For scholars in our fields, unlike their colleagues in the medical, the biological and physical sciences, there is relatively little federal or college and university grant support available, and what exists will often not support “paying” to publish research results. For many scholars in these fields, it will fall to the individual scholar to pay to publish. If AAA were to adopt an author-pay model for our publishing program, costs could range from around $1,000 to over $5,000 per article, depending on the title and the number of articles in each issue.
An equally significant concern with the author-pay model is that it would privilege scholars whose personal financial resources enable them to dig into their own pockets to pay to publish over colleagues with lesser personal means, senior scholars in more highly compensated positions over junior scholars; and scholars at large, well-funded, research-oriented institutions over those in smaller, liberal arts, teaching-oriented, less wealthy institutions.

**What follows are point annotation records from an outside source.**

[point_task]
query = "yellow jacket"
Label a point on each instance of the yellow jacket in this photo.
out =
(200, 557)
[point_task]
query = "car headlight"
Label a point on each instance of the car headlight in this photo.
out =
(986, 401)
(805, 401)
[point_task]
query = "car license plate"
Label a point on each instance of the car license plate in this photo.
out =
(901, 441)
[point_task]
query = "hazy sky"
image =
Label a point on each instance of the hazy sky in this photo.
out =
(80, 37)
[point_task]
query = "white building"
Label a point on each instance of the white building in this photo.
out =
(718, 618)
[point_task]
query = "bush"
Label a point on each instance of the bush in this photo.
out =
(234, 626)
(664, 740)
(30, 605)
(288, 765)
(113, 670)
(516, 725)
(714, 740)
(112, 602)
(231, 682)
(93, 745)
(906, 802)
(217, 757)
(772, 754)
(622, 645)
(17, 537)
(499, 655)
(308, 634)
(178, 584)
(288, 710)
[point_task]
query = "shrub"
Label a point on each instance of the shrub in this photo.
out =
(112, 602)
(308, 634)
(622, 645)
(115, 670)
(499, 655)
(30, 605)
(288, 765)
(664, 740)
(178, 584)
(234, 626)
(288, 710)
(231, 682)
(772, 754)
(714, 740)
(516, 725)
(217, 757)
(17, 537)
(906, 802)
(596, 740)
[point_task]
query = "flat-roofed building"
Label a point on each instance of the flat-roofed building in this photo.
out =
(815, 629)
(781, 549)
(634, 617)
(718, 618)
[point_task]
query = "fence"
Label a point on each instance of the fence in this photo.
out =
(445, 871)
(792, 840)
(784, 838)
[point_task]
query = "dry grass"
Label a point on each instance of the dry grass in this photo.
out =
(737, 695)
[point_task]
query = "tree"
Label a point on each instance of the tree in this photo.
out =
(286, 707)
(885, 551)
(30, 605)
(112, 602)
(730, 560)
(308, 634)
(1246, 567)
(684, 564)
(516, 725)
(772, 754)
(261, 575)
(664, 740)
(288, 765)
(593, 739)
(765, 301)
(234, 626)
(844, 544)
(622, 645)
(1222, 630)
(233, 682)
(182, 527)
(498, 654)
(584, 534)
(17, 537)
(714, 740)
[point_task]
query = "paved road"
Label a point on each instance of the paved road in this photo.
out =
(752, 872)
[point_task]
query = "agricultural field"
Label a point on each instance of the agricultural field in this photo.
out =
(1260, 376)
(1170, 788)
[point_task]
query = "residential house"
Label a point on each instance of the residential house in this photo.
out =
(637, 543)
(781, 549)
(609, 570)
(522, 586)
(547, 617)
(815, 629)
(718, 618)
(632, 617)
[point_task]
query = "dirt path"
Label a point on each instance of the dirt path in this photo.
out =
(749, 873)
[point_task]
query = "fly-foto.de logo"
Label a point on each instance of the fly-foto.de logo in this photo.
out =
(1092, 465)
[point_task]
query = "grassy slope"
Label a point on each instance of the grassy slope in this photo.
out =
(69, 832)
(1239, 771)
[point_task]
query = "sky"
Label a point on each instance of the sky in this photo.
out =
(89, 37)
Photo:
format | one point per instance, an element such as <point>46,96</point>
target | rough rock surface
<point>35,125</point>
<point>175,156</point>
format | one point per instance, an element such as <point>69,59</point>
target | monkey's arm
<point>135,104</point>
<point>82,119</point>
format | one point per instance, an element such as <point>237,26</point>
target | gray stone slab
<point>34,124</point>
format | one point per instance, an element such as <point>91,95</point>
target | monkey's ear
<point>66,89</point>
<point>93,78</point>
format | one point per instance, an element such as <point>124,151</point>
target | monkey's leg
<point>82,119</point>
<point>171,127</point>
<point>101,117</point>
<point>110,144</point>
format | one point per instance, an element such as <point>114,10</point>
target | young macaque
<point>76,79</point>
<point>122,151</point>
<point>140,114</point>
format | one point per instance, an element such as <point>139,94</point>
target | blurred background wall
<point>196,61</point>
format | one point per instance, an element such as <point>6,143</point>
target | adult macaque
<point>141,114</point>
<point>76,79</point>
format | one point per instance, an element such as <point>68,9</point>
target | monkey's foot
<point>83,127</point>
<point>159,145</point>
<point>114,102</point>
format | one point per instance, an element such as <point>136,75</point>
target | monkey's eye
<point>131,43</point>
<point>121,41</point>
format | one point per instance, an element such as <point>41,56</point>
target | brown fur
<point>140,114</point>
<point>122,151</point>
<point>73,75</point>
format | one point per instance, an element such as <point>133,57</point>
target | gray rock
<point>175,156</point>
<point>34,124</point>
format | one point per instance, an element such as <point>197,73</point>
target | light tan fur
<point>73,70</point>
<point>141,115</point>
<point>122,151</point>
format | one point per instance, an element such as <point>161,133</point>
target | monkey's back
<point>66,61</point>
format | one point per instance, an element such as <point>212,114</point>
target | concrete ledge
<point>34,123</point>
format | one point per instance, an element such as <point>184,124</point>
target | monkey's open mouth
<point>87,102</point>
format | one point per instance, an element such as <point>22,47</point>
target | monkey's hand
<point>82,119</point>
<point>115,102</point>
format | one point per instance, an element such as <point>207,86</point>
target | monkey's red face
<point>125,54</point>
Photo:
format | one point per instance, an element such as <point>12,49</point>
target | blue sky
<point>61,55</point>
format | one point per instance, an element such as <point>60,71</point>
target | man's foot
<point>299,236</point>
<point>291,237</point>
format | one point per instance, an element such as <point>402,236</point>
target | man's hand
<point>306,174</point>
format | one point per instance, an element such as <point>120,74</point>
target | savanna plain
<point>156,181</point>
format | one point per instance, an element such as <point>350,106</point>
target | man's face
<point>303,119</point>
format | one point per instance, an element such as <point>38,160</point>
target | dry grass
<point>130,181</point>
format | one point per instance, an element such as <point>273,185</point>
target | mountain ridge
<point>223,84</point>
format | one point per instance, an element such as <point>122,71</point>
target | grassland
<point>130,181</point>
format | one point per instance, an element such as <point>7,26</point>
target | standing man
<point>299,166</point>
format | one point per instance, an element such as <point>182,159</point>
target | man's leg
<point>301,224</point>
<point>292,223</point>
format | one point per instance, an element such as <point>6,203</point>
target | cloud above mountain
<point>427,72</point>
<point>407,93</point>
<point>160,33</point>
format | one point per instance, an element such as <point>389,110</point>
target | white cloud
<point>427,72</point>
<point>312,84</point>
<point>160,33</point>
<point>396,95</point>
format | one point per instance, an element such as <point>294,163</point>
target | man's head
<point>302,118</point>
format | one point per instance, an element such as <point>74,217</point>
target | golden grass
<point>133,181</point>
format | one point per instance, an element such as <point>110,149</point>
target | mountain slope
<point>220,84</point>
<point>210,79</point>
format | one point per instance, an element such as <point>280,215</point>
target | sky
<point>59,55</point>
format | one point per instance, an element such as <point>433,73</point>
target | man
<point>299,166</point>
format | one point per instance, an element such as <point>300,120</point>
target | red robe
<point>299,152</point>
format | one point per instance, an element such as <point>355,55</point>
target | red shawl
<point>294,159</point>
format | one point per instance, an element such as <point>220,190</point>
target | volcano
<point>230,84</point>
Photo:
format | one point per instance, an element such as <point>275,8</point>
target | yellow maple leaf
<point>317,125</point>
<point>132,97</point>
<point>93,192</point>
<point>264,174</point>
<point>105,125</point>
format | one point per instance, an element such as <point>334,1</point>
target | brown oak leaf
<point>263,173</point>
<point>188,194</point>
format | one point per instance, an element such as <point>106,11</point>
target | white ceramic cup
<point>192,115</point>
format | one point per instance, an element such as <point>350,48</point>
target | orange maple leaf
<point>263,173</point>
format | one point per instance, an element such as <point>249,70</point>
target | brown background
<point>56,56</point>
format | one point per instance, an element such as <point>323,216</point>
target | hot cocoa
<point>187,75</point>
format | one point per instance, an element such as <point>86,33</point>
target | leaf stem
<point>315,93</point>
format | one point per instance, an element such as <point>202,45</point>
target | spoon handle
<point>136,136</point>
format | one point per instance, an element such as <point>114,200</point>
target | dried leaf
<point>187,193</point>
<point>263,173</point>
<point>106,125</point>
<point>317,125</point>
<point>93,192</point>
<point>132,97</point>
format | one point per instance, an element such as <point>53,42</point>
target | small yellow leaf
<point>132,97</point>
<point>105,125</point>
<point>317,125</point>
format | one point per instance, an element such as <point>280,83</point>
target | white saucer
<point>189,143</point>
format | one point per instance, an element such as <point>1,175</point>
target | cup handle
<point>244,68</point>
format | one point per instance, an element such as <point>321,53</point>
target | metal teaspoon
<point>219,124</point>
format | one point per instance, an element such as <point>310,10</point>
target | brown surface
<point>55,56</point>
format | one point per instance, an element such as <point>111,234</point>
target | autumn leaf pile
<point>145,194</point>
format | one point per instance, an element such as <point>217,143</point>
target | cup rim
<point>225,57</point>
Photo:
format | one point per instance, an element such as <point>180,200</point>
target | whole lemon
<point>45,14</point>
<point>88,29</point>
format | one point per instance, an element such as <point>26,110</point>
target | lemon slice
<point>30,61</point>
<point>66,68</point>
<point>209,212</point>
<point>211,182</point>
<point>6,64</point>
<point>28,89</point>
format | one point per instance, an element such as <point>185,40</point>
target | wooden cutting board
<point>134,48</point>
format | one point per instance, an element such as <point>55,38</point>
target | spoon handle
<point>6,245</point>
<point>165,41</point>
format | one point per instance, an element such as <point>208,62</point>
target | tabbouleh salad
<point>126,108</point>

Moreover, an author-pay model could privilege some subfields (eg, biological and medical anthropology and archaeology over cultural and linguistic anthropology); areas of study (those with immediate practical utility over theoretical work); and specific areas of anthropological inquiry that the federal government or other funders might favor over areas that are either out of favor or of no current interest to such funders.
Alternative Strategies
Another proposal to fill the gap in financing nonprofit society publishing operations is to substitute member dues for library subscription income. For AAA, all other program expenditures remaining the same, this would require an average increase in individual member dues of 71 percent, an average rise from $133 to $227. Alternatively, if dues were to remain the same, AAA would have to make up the loss of subscription income by cutting back or eliminating section support, anthropology department support, media outreach, advocacy for federal funding for anthropology, committee support and/or other benefits and services to members and the discipline.
Perhaps a combination of these strategies could provide the financial underpinnings of a viable scholarly society publishing program. Maybe there are options not yet widely discussed. For example, the proposed legislation requiring that any federally supported research be published through an open access repository could be accompanied by a requirement that every federal research grant include in its amount the costs of such publication. Another possibility would be for colleges and universities to provide supplements to faculty compensation to cover the costs associated with their faculty’s scholarly publishing work.
Clearly, we are not there yet, and absent a clear alternative to AAA’s present subscription-dependent publishing model, a headlong rush into free and unlimited access to all journal content, coupled with the loss of library subscription revenues, could well result in the demise of many of AAA’s largest, most valued and widely read journals. For all scholars, authors and readers, the challenge is to figure out how to provide as much content as possible free to those who we want to have access to it without losing our ability to continue to publish that content.